Erzsébet lay on her back, her hair fanned across the mattress a violent, articulate red. Her teeth clenched the cup Sandor tipped to her lips. He held a washcloth, wiped her face. He reached inside her shirt, wiped her breasts. Under her skirt, he cleaned what was dirty down there. Margit could tell by his flame-honeyed shadow he used his tenderest hand. If she wished, she could have extended her palm and touched Sandor’s brow, the ragged collar of his shirt.
“Hey, Sandor,” she called.
Then she held her breath as she passed through his door with no number on it. Sandor looked up like he’d known all along she’d be there. “I thought you were mending our clothes,” Sandor said.
Margit felt struck so she lowered her head, picked leaves from her dress she’d worn just for him, washed so often its poppies were merely the idea of blooms on a sheer yellow field. “I kept thinking about you and stabbing my fingers,” she said.

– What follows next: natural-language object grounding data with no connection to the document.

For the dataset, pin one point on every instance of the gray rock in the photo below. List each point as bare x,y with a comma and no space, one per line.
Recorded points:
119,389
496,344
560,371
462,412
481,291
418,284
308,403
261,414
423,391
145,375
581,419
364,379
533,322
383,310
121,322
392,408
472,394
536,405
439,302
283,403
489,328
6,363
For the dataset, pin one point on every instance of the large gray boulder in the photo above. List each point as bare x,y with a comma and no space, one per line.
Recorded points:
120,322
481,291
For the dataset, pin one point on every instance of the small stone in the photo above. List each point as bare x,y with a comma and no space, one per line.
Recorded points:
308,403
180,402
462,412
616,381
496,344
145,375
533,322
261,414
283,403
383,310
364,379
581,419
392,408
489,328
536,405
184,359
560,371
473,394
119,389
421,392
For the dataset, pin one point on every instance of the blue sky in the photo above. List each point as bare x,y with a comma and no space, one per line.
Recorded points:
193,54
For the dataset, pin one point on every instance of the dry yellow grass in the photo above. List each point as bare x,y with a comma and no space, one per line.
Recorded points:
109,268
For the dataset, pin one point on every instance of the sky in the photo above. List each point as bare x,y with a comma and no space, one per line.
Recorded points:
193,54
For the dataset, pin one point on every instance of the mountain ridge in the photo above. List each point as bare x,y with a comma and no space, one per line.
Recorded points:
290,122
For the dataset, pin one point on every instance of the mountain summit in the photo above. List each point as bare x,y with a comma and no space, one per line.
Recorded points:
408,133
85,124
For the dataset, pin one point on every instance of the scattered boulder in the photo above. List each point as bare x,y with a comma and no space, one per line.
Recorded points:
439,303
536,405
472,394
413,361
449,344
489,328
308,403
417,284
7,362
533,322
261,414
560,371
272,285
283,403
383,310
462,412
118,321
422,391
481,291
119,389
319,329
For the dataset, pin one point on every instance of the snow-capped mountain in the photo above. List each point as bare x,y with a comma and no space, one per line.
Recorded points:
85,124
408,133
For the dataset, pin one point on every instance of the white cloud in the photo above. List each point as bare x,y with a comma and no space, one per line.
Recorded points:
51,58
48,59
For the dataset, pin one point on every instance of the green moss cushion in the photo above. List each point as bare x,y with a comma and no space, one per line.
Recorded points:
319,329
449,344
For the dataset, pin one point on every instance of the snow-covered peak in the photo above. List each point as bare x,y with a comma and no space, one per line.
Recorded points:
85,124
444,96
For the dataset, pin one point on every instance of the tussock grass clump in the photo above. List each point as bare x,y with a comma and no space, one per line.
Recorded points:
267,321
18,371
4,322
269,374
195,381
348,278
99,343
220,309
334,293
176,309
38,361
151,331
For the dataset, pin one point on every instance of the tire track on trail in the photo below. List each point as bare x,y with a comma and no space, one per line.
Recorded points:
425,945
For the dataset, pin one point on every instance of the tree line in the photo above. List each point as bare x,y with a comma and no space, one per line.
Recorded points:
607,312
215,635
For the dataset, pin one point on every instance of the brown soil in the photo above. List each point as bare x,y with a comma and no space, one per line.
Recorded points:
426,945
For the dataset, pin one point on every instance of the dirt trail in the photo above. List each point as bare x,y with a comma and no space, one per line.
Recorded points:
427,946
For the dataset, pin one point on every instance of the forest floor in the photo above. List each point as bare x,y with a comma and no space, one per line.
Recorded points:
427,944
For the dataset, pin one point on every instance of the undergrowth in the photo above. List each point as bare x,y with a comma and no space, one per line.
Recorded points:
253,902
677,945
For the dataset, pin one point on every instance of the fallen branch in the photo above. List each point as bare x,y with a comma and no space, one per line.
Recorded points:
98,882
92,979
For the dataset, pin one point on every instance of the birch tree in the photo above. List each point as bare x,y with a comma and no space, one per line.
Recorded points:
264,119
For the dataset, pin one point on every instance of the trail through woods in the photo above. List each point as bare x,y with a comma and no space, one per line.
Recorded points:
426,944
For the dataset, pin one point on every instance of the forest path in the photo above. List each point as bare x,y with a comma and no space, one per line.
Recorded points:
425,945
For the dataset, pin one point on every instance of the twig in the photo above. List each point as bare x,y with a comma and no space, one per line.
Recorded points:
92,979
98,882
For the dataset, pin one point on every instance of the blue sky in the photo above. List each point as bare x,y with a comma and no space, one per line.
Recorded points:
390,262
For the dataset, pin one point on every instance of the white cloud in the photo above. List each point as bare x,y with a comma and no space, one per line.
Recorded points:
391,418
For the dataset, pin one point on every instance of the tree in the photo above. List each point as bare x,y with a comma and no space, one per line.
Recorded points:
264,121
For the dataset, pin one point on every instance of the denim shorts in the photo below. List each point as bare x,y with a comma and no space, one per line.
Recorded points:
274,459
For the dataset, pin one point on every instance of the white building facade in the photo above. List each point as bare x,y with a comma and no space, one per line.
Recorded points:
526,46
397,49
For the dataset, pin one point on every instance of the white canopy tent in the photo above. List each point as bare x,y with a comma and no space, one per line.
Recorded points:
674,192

A porcelain bowl on the floor, a plank on stacked bricks for a desk. The candle, the chair. A wedge of cracked mirror by Saint Stephen’s picture torn from a book. Sandor’s shoes on the floor as if they were ready to walk down the hall.
“She wants you to kiss them and make them all better,” Erzsébet told him.
Margit smoothed her dress, wiped the slight from herself. “I’m not hurt. You’re the one all laid out for a cure.”
Erzsébet patted the bed. “Caught a cold in the camp.” She lifted her chin to Sandor who fussed with the sheet. “Don’t you pity me, too, like he does? Or maybe you’re jealous I suffered more than you did.”
Margit studied Erzsébet’s face for the proof. “Suffering’s not relative,” Margit said. It was what her mother once claimed.
She wanted Sandor to see she was brave enough to do this: she lay down on the bed. Margit swore she felt Erzsi’s fever in waves as she lifted her hand.
“Look, my nails all fell out over there,” Erzsi said.